Grossbritannien

Chaotischer Brexit: Schweizer Firmen rüsten sich für Ernstfall

Schweizer Unternehmen haben sich für den Brexit gewappnet und Notfallpläne geschmiedet. (Symbolbild/Archiv)

Schweizer Unternehmen haben sich für den Brexit gewappnet und Notfallpläne geschmiedet. (Symbolbild/Archiv)

Unternehmen stockten Lager auf, suchten neue Lieferanten und bleiben relativ gelassen.

Die Schweiz ist aufgrund der engen wirtschaftlichen Verflechtung vom Austritt der Insel aus der EU nachhaltig betroffen.
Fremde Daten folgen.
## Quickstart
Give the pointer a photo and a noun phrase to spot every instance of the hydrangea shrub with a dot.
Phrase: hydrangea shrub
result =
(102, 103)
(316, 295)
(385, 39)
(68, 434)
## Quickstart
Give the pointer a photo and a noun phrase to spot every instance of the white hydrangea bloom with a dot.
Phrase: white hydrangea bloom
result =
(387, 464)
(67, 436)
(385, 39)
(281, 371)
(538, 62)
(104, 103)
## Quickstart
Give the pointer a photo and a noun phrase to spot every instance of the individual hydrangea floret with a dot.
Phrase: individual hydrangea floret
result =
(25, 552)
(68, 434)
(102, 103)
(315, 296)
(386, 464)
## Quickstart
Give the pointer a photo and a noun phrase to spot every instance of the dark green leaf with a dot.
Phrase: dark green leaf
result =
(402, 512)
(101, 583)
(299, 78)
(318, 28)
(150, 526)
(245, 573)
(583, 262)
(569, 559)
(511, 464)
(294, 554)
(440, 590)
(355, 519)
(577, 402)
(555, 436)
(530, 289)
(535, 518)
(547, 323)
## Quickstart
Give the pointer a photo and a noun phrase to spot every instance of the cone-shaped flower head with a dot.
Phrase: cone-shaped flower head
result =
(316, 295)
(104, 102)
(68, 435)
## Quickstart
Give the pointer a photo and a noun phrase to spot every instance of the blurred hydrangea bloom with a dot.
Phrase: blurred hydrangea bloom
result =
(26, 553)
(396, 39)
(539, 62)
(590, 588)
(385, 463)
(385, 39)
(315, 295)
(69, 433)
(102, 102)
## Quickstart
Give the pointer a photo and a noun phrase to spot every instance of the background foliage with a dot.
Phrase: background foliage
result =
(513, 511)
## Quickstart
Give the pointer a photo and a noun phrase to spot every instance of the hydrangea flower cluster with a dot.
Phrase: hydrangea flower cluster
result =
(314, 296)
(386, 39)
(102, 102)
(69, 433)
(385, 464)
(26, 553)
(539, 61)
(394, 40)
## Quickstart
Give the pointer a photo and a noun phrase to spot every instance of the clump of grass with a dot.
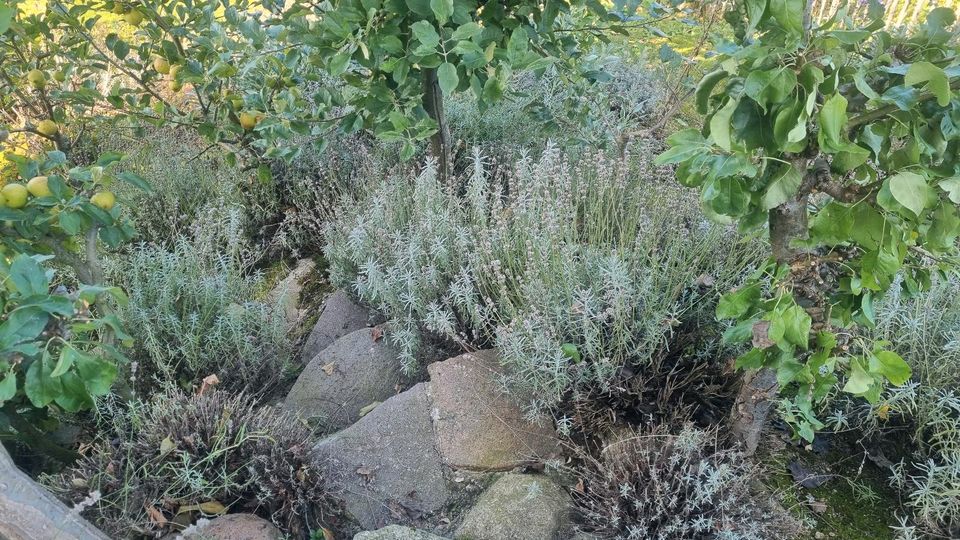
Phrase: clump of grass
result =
(573, 269)
(654, 484)
(180, 453)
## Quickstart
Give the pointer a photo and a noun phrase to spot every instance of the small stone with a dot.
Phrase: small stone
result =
(479, 427)
(237, 527)
(518, 506)
(342, 382)
(339, 316)
(396, 532)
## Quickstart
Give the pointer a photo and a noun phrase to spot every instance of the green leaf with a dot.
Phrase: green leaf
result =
(890, 365)
(426, 34)
(727, 196)
(859, 380)
(7, 13)
(27, 276)
(752, 359)
(8, 386)
(796, 326)
(68, 355)
(952, 187)
(442, 9)
(467, 31)
(39, 385)
(720, 124)
(935, 77)
(447, 76)
(706, 86)
(135, 180)
(911, 190)
(789, 13)
(783, 187)
(97, 374)
(570, 351)
(833, 116)
(755, 9)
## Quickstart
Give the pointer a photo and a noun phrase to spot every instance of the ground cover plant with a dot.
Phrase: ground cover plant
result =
(712, 246)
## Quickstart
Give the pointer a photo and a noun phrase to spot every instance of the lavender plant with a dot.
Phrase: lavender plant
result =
(194, 310)
(571, 268)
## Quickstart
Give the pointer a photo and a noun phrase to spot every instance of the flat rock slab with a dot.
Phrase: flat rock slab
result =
(237, 527)
(478, 426)
(519, 507)
(385, 468)
(358, 370)
(339, 316)
(396, 532)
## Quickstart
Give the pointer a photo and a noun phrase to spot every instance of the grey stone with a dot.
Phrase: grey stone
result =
(478, 426)
(236, 527)
(339, 316)
(519, 507)
(286, 293)
(396, 532)
(385, 467)
(358, 370)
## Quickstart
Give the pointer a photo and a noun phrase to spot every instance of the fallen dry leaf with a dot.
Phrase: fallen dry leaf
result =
(166, 446)
(156, 516)
(208, 382)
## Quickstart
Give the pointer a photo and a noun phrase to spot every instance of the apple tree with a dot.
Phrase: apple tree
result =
(840, 142)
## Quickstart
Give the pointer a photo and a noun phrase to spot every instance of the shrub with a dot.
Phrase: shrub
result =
(193, 310)
(184, 178)
(310, 186)
(162, 457)
(589, 112)
(573, 270)
(654, 485)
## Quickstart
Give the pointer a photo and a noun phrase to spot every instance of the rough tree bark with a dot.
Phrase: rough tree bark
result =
(440, 141)
(788, 223)
(755, 400)
(29, 512)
Die Schweiz konnte aber – im Gegensatz zur EU – die zukünftige Beziehung zu Grossbritannien bereits mit mehreren Verträgen klären. Auf einen Brexit gewappnet haben sich Schweizer Unternehmen. Sie haben in den letzten Monaten Notfall-Pläne geschmiedet. Eine Umfrage bei börsenkotierten Gesellschaften zu den Massnahmen und möglichen Auswirkungen eines «hard Brexit» bringt zutage: Gross beunruhigen lässt sich kaum ein Firmenchef.

Relativ direkt und stark von einem ungeregelten Austritt Grossbritanniens wären Logistikunternehmen betroffen. Wegen der ungewissen Lage dürften die Lastwagen aus Europa lange am Zoll im Stau stehen. Oft so lange, dass die Ware nicht rechtzeitig zu den britischen Abnehmern kommt. Ceva Logistics etwa rechnet nicht in Stunden. Die Verzögerungen könnten potenziell «in die Tage» gehen, sagte das Unternehmen auf Anfrage. Ceva habe sich daher zusätzliche Lagerflächen gesichert, um bei Bedarf Reserven zu haben.

Verschiedene Schweizer Pharmazulieferer betreiben Produktionsstandorte auf der Insel oder beziehen Grund- und Zwischenprodukte aus Grossbritannien. Um einen Produktionsunterbruch zu vermeiden, haben die betroffenen Unternehmen Vorräte angelegt oder alternative Lieferanten gesucht.

Bei Lonza etwa stehen etwa 1200 Mitarbeiter auf der britischen Lohnliste. Ein «hard Brexit» würde Lonza während maximal zwei Monaten tangieren, sagte der frühere Konzernchef Richard Ridinger. «Wir sind darauf vorbereitet und die direkten Auswirkungen wären limitiert und überschaubar», sagte Ridinger.

Auch in der Industrie hat man sich auf den Brexit vorbereitet. Der Hörgerätehersteller Sonova verlegt in den kommenden Monaten gewisse Dienstleistungen und Fertigungsaktivitäten aus dem britischen Werk Warrington nach Spanien und nach Vietnam, weil er nach dem Brexit Unterbrechungen in der Lieferkette befürchtet.

Auch die UBS hat im Hinblick auf den Brexit den Standort Frankfurt als Hub für das EU-Geschäft ausgebaut. Insgesamt werden wegen des Brexit aber weniger als 200 der gut 5000 Mitarbeiter von London wegtransferiert.

Für die Credit Suisse wird London ein wichtiger Standort bleiben. Aber auch bei der zweitgrössten Schweizer Bank werden andere Standorte wie Madrid, Frankfurt und Luxemburg an Bedeutung gewinnen. Mit konkreten Angaben hält sich die Credit Suisse allerdings zurück: Weder mögliche Kosten, die wegen des Brexit entstehen, noch eine Anzahl an betroffenen Mitarbeitern, die etwa aus London wegziehen müssten, werden benannt.